話したい

『…やっと、俺と話して笑ってくれた』

あの時の御幸君の言葉、笑った顔、それがずっと頭の中に残ってて忘れられない。

あの後は隣のクラスから同じ野球部であろう男子が御幸君に用事があってやってきたから、私はいつものようにその場から離れた。

あれ以来御幸君は一切話しかけてこなくて、夢か妄想だったんじゃないかって思ったりしたけど、でも私の手元にはちゃんとお守りがあって現実だったんだということは証明されてる。
元々私から話しかけることなんてなかったから御幸君から話しかけてこないと私達の会話は始まらない。
そしてその後の授業でも特にやりとりをするわけでもなく一日が終わった。

でも、迷惑ではなかったんだって感じれたのはいいけど…正直、今の私は混乱してる。明らかに今まで感じてなかった気持ちが芽生えてることに。


新しく芽生えた気持ち、それは御幸君と話してみたいということ。文字を通してじゃなくて、自分の言葉で。
…御幸君のあの笑った顔が、もう一度見たいと思ったから。

「…おはよう、から」

いつだったか、朝御幸君におはようと言った時があった。
でもあの時は怖いって気持ちの方が勝っててすぐに逃げ出してしまって結局あの日だけの挨拶になってた。

でも今は、怖いって気持ちが完全になくなったわけではないけど話してみたいって気持ちの方が勝ってる。
だから、今ならちゃんと会話出来るはず。



…次の日になって、いつも通り登校して、彩夏と他愛ない話をして、朝礼の時間が近づいてきて自分の席に戻ることにする。
隣の席には、既に御幸君がいた。

…大丈夫、おはようって、言うだけだから。

一言言うだけなのに体は強張って手汗も出てくる。
やっぱり怖いのか、それとも緊張してるのか、自分でも分からないまま自分の席まで戻ってきて静かに座る。

ポケットに入れてたお守りを握りしめて、深呼吸。
そして意を決して、御幸君の方を見た。


「おはよ、河原」

「っ…お、はよぅ…」

私が御幸君の方を見るのとほぼ同時に、御幸君も私の方を見た。
そして私より先に、おはようと言ってきた。

まさか同じタイミングで御幸君が声をかけるなんて思ってなくて一瞬言葉に詰まったけど、ちゃんと、おはようって言えた。

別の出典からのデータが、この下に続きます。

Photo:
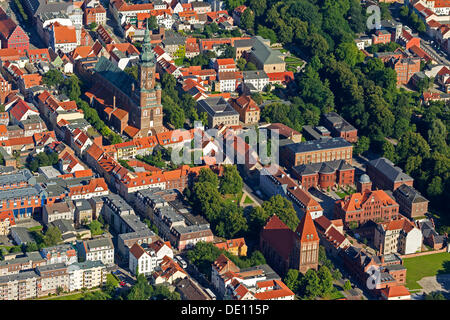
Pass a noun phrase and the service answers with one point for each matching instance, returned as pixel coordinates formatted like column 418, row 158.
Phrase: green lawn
column 269, row 96
column 340, row 194
column 335, row 294
column 76, row 296
column 248, row 200
column 424, row 266
column 113, row 278
column 235, row 198
column 36, row 228
column 179, row 61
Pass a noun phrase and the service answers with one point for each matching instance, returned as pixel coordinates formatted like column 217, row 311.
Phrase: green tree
column 232, row 220
column 362, row 145
column 389, row 151
column 31, row 246
column 292, row 280
column 347, row 285
column 348, row 52
column 203, row 255
column 207, row 175
column 52, row 78
column 93, row 26
column 95, row 227
column 248, row 20
column 240, row 63
column 434, row 296
column 258, row 7
column 52, row 236
column 326, row 280
column 283, row 208
column 267, row 33
column 152, row 23
column 435, row 188
column 132, row 71
column 230, row 182
column 310, row 286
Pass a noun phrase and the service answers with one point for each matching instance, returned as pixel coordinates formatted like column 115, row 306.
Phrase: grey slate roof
column 85, row 265
column 217, row 107
column 29, row 256
column 24, row 275
column 63, row 225
column 49, row 267
column 264, row 53
column 114, row 74
column 338, row 122
column 322, row 167
column 96, row 243
column 244, row 43
column 411, row 194
column 142, row 233
column 254, row 74
column 387, row 168
column 23, row 234
column 21, row 176
column 315, row 145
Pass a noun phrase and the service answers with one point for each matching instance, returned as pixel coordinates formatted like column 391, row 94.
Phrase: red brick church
column 285, row 249
column 132, row 107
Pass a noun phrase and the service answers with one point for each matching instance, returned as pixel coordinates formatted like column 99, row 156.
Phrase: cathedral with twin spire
column 132, row 107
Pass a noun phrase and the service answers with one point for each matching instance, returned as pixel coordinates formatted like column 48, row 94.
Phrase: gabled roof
column 306, row 229
column 387, row 168
column 395, row 291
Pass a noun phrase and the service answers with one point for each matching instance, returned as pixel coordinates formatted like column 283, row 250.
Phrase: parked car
column 181, row 261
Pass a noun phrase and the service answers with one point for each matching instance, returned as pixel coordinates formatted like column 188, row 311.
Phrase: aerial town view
column 224, row 150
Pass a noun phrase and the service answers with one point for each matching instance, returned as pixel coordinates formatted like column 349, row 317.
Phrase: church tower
column 150, row 114
column 306, row 245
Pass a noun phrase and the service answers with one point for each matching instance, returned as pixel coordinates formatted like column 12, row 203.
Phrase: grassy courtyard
column 424, row 266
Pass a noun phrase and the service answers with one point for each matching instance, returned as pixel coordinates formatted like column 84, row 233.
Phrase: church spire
column 147, row 55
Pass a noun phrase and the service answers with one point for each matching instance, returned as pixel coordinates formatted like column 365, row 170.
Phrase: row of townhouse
column 182, row 229
column 48, row 279
column 122, row 218
column 22, row 196
column 255, row 283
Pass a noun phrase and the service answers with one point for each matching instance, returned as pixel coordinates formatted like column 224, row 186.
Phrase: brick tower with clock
column 149, row 116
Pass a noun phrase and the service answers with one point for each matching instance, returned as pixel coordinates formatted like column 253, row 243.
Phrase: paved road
column 35, row 40
column 439, row 283
column 440, row 58
column 198, row 277
column 252, row 194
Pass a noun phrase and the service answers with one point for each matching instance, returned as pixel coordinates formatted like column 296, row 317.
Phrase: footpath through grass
column 425, row 266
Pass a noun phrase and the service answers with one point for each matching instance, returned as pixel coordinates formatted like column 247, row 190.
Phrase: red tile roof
column 64, row 34
column 395, row 291
column 306, row 229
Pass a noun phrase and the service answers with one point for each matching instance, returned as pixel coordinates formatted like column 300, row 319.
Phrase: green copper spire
column 147, row 55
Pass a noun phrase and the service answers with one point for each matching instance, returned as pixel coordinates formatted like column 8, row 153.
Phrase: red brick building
column 285, row 249
column 5, row 89
column 385, row 175
column 12, row 35
column 247, row 108
column 412, row 203
column 339, row 127
column 96, row 14
column 325, row 174
column 405, row 68
column 381, row 37
column 361, row 207
column 385, row 271
column 316, row 151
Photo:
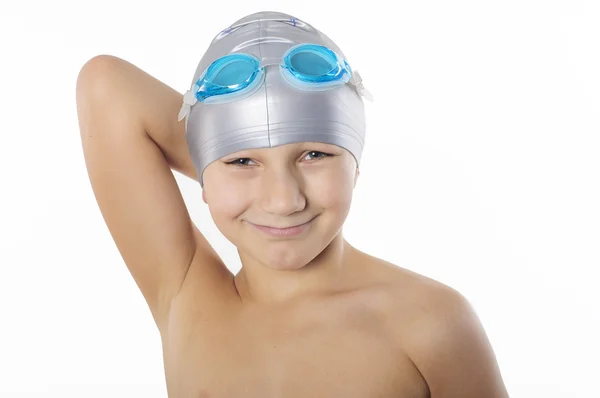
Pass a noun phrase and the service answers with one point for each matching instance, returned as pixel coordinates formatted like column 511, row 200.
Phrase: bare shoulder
column 439, row 330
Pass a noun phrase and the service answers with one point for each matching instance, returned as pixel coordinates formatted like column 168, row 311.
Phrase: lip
column 284, row 232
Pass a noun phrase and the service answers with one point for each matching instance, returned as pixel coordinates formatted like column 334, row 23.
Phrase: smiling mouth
column 284, row 232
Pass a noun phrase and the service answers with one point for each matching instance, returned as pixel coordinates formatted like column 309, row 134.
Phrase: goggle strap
column 189, row 99
column 356, row 82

心の中でやったとガッツポーズをしていたら、目の前の御幸君はぽかんとした顔で固まってて…かと思ったら、笑った。あの時の、嬉しそうな顔で。
そしてまた、トクンと胸が高鳴った気がした。


挨拶をしただけで特に話しかけることはしてこない御幸君は机の上にある…スコアブック?に目を通し始めた。

何か話しかけてくるかも、なんて思ってた私は拍子抜けしてそれと同時に少し寂しいような気持ちがこみ上げてきた。

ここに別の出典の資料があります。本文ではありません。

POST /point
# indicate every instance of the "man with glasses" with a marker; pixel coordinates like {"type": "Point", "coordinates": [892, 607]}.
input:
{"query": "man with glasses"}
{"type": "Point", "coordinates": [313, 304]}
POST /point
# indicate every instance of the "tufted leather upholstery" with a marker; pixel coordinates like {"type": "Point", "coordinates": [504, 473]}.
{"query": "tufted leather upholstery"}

何か…何か話しかけてみようと思うけどいざ自分からってなると何を話したらいいのか分からなくて、いつものように授業が始まっていく。
どうしようって小さく息を吐いてポケットからお守りを取り出して眺めてて、ふと思い出した。

そういえばこのお守り…どこにあったんだろう。

私が散々探しても見つからなかったお守りを、御幸君は見つけてくれた。
どこで拾ったのか、そういえば聞いてなかった。

話題…これだ!
心の中でそう呟いて早速御幸君に手紙を書いた。